After letting my spirituality go dormant for several years, I’m being drawn back to Paganism. But even without actively practicing my spirituality, my beliefs grew and changed. What’s relevant to this post is that I’ve become a nontheist, which makes offerings both a philosophical and a practical issue for me. With no sense that there are gods as such, why make offerings at all? If I did so, would it be out of habit or superstition, or can I do it without losing my integrity? And if I’m going to make offerings, what should they be and how should I do it?

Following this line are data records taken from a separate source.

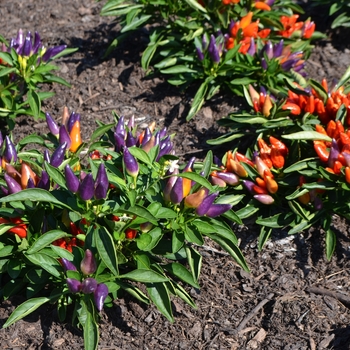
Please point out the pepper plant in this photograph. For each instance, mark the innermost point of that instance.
(25, 65)
(218, 45)
(82, 222)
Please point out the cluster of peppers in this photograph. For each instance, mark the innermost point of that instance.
(26, 46)
(86, 285)
(68, 134)
(18, 176)
(335, 154)
(126, 135)
(268, 157)
(311, 101)
(178, 190)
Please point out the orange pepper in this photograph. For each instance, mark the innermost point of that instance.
(347, 174)
(277, 158)
(321, 150)
(75, 136)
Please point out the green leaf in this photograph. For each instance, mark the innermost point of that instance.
(144, 276)
(45, 240)
(196, 5)
(264, 235)
(25, 309)
(159, 295)
(106, 249)
(182, 273)
(91, 334)
(198, 100)
(331, 240)
(34, 103)
(34, 195)
(307, 135)
(101, 131)
(194, 260)
(177, 70)
(6, 71)
(56, 176)
(136, 23)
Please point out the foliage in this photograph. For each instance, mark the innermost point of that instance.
(82, 223)
(340, 9)
(218, 45)
(25, 65)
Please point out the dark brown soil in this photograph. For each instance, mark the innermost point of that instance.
(293, 299)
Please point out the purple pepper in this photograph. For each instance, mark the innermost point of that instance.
(100, 295)
(74, 285)
(53, 127)
(130, 139)
(169, 185)
(44, 182)
(27, 46)
(74, 117)
(64, 136)
(101, 182)
(176, 193)
(120, 127)
(71, 179)
(88, 264)
(217, 181)
(264, 64)
(89, 285)
(10, 153)
(68, 265)
(130, 163)
(249, 185)
(268, 49)
(53, 51)
(12, 185)
(147, 136)
(252, 48)
(4, 190)
(131, 123)
(264, 198)
(217, 210)
(46, 156)
(200, 54)
(58, 155)
(207, 202)
(278, 48)
(333, 154)
(87, 188)
(213, 50)
(230, 178)
(119, 142)
(36, 43)
(30, 183)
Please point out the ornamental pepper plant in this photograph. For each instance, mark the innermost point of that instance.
(218, 46)
(82, 222)
(26, 64)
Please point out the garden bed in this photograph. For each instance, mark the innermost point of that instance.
(293, 299)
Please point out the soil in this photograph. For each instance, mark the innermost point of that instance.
(292, 299)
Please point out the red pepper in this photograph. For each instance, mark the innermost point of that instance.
(337, 167)
(293, 108)
(277, 158)
(321, 150)
(347, 174)
(75, 136)
(279, 145)
(20, 229)
(130, 233)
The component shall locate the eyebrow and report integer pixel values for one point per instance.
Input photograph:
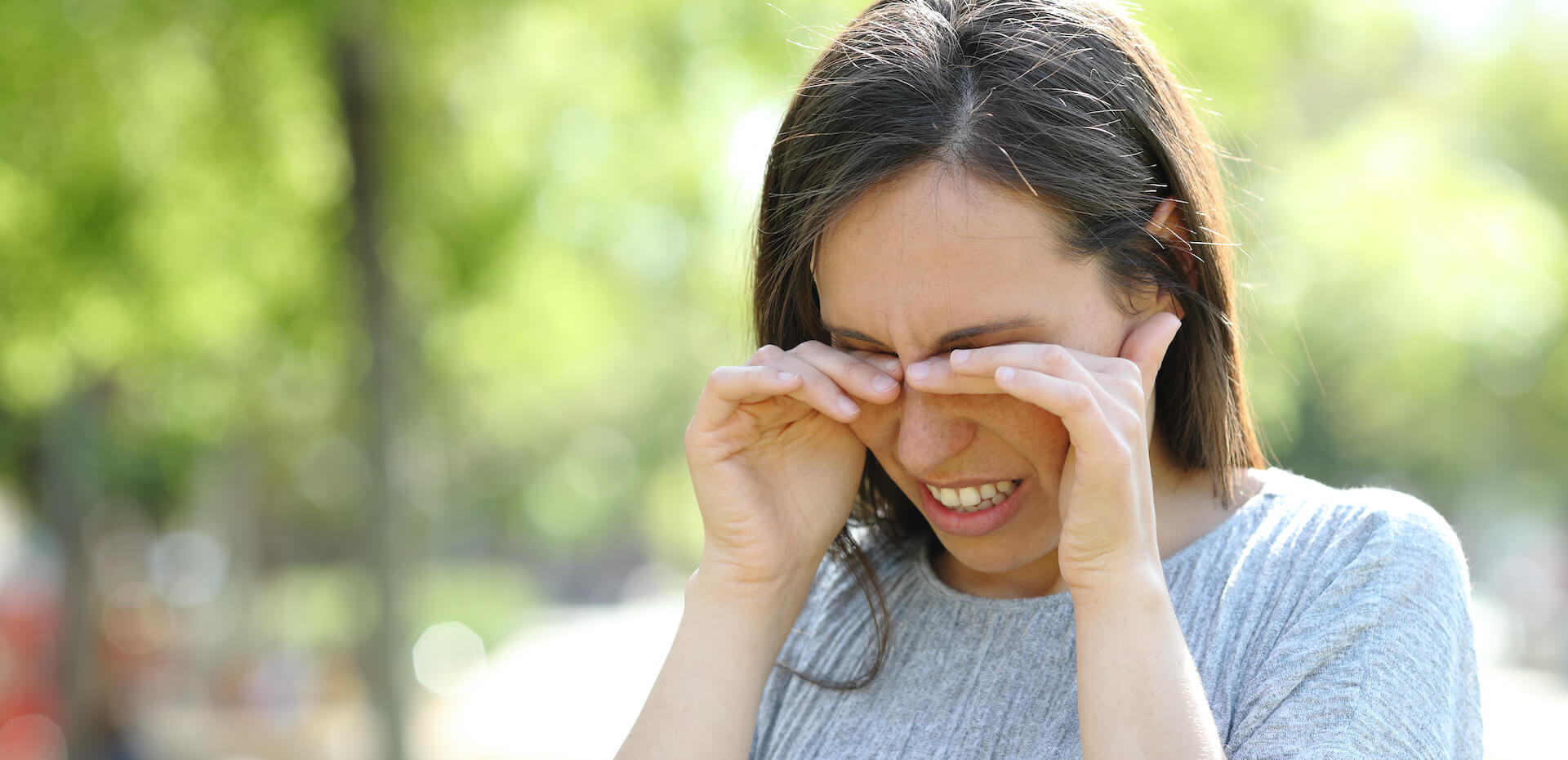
(968, 333)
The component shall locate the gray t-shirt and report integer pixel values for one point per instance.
(1325, 624)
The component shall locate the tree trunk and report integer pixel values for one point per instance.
(385, 652)
(65, 476)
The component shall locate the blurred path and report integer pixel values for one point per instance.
(571, 686)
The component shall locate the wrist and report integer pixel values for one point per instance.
(1133, 586)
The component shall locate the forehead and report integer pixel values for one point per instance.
(935, 252)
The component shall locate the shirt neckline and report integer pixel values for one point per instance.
(1271, 487)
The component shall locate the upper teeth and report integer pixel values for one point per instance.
(971, 498)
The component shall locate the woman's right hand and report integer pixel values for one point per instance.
(773, 460)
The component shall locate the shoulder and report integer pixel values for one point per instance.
(1365, 526)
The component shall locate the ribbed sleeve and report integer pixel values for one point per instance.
(1324, 624)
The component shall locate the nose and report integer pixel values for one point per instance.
(930, 432)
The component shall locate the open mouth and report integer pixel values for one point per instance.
(973, 498)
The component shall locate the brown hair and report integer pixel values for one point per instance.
(1063, 101)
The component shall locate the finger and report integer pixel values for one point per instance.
(731, 387)
(1027, 354)
(1043, 357)
(1147, 346)
(857, 374)
(884, 361)
(938, 376)
(817, 390)
(1075, 402)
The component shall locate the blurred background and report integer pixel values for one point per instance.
(345, 349)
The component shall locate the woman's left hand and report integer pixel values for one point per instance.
(1107, 492)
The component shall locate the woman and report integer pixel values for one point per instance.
(991, 255)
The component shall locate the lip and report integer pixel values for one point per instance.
(971, 525)
(973, 482)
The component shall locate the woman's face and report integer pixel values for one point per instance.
(935, 253)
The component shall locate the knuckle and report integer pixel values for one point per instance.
(1079, 400)
(1051, 355)
(764, 354)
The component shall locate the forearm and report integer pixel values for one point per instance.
(1138, 688)
(705, 700)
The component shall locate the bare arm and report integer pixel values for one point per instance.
(705, 702)
(1138, 688)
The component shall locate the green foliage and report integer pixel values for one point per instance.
(567, 214)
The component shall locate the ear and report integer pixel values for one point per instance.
(1174, 239)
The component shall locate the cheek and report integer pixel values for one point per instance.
(875, 426)
(1024, 427)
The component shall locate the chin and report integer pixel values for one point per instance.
(991, 557)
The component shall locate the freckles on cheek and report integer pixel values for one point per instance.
(872, 427)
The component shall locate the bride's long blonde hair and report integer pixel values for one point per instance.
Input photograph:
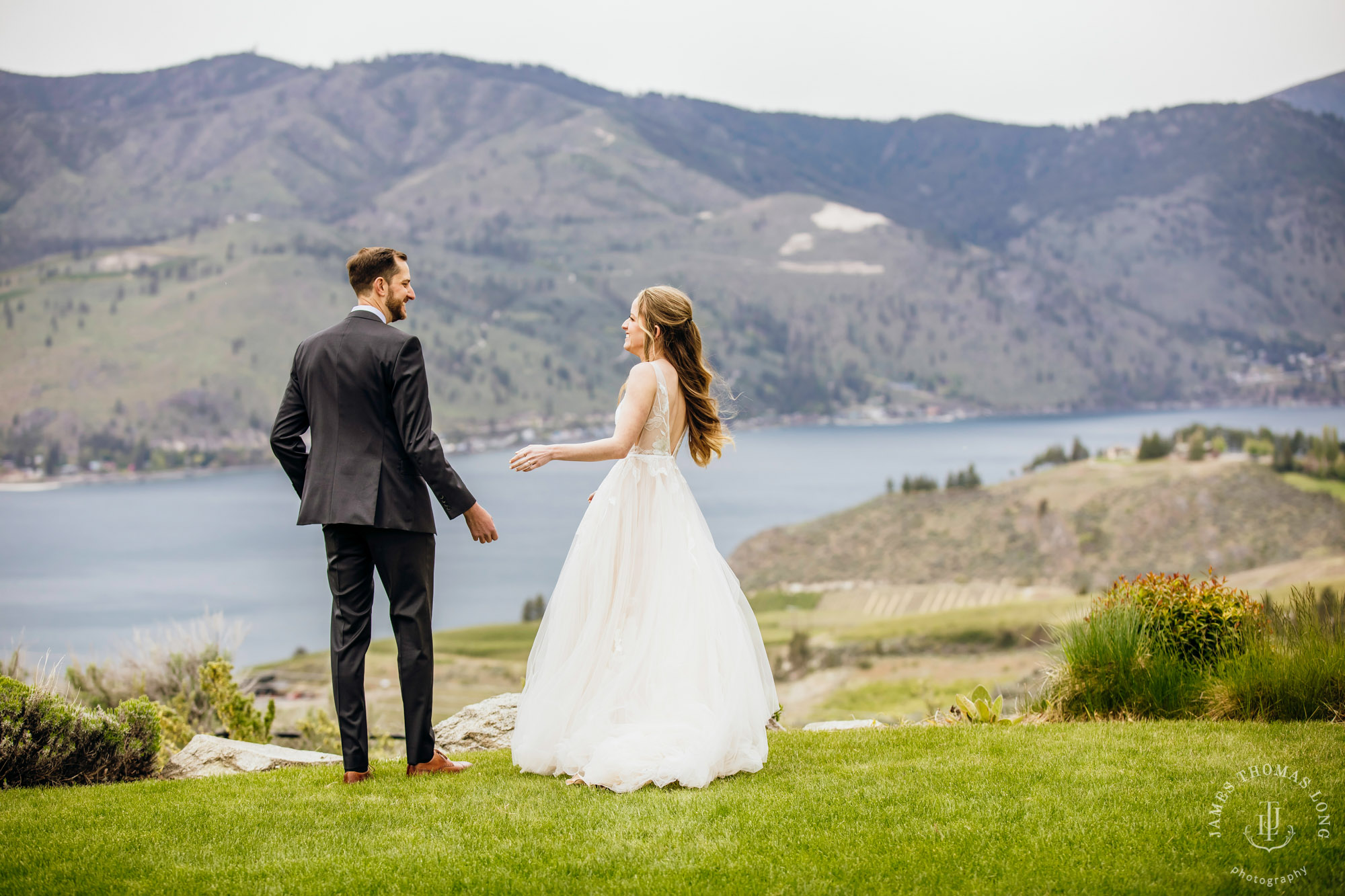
(670, 310)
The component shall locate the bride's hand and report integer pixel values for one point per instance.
(531, 458)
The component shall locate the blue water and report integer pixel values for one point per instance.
(84, 567)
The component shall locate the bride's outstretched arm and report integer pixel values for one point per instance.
(640, 397)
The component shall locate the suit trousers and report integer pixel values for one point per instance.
(406, 564)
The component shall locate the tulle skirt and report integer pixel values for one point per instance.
(649, 665)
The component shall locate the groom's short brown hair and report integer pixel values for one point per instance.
(372, 263)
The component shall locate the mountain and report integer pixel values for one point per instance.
(167, 237)
(1323, 96)
(1079, 526)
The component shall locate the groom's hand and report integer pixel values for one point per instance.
(481, 525)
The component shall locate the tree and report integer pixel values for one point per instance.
(919, 483)
(535, 608)
(1196, 444)
(1051, 456)
(965, 478)
(1155, 447)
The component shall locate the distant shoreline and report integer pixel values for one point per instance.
(508, 440)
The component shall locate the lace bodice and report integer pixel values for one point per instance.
(657, 436)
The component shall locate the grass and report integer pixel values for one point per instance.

Time, pondering, and Google (“why make offerings”) gave me some answers to the philosophical dilemma to think about. One Buddhist site explained, “We make offerings to create positive energy and develop good qualities such as giving with a respectful attitude and gratitude. Moreover, the offerings remind us of certain teachings of the Buddha.” I also realized that theists consider these issues as well—why do you offer a libation to a god who doesn’t need it? So on a Hellenic site, I read that we are attracted to the beauty and goodness of the gods, and offerings express that attraction. I can see making offerings that remind me of qualities of the gods that I want to emulate. And while I am not convinced that there are actual gods out there, I see beauty in what they represent. I’ll need to think about this more, but I’m starting to see reasons that I might make offerings nowadays and mean it. And these were just the reasons I found on two sites; there were pages of results I haven’t gotten to yet.
However the philosophical angle comes out, the practical aspect continues to challenge me. Right now, I feel drawn toward specific gods and goddesses from Greek and Roman mythology. One of those goddesses is Hestia, and one of the best-established facts about Hestia is that traditionally she receives the first and last parts of any sacrifice in the household. If I decide to honor her (or the idea of her) with physical offerings, I’ve got to figure out what to do with them. Many Pagans pour drinks out on the lawn and leave food for the local wildlife. This works if you live in a house, but I’ve never figured out how to do that while living in an apartment. My current apartment building has no backyard, just a parking lot connected to an alley. There are a couple of patches of grass out back, but they’re directly in front of the garden-level apartments, and I don’t want to be practically standing in the neighbors’ living room while leaving offerings. So I’ve ended up waiting until well after sunset, going out to the far end of the parking lot, and slipping offerings under a tussock of grass hidden from view by the recycling bins. Any devout thoughts of gods, nature, the seasons, beauty, or whatever is driven out by the practical concerns of trying not to trip or slide on anything in the poor lighting and worrying that someone will see me and start asking questions. As a religious practice, it lacks something. A daily offering to Hestia? Ha. I tried taking a single flake of breakfast cereal, leaving it in front of her statue until I left for work in the morning, and then tossing it in the bushes lining the alley as I headed for the bus. It felt like littering. I quit.
So the issue of my making offerings (or not) isn’t resolved by any means. But if I choose to make offerings, it will be because doing so means something to me spiritually, which is more than placing a bit of money in an offering plate has ever managed.